Figure 1
From: Deep Cytometry: Deep learning with Real-time Inference in Cell Sorting and Flow Cytometry

Data preparation and deep learning pipeline. (a) The creation of the dataset. The raw TS-QPI waveform files collected by the ultrafast ADC are used as input data directly without conversion to images. Each waveform is divided into 100 waveform elements with an overlap ratio of 50%, creating the redundancy to enhance the training stability. At the beginning, these waveform elements are one-dimensional time-series data. To fit with the conventional convolutional neural network architectures, the waveform elements are reshaped into two dimensions: one dimension corresponds to the laser pulses in each element, the other dimension corresponds to the sampling points per pulse. To shorten the processing time, the digital resolution is further reduced by a reduction factor of 40 in the first dimension of the reshaped waveform elements. The resulting dataset composed of reshaped and reduced waveform elements is fed into the deep learning model as input examples. The whole dataset is split into three subsets consisting of training, validation, and test datasets.
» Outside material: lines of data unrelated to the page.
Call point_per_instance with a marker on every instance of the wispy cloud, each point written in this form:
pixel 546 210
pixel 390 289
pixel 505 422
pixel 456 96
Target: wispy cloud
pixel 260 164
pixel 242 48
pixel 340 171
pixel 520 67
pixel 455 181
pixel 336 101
Since the entire dataset is too large to be processed at once due to the memory limitations, only a batch of examples is loaded and learned by the model at each iteration. (b) Architecture of the learning model. The deep convolutional neural network model (inspired by VGGNet) consists of 16 convolutional layers, three max pooling layers, and three fully-connected layers. The convolutional layers extract and learn the features of the input examples with 3 × 3 kernels (m × Conv3 − p + ReLU stands for m convolutional layers with p output filters and ReLU activation functions). Then max pooling is performed to reduce the number of parameters and computations. The first two fully-connected layers have full connections to all nodes in the previous layer and both apply dropout regularization after them. The third fully-connected layer computes the logits, which are the unscaled log probabilities of the three categories, namely SW-480 colorectal cancer cells, OT-II hybridoma white blood cells, and running buffer alone (blank examples). Finally, the probabilities of the three categories are output after a softmax layer, and the input example is classified.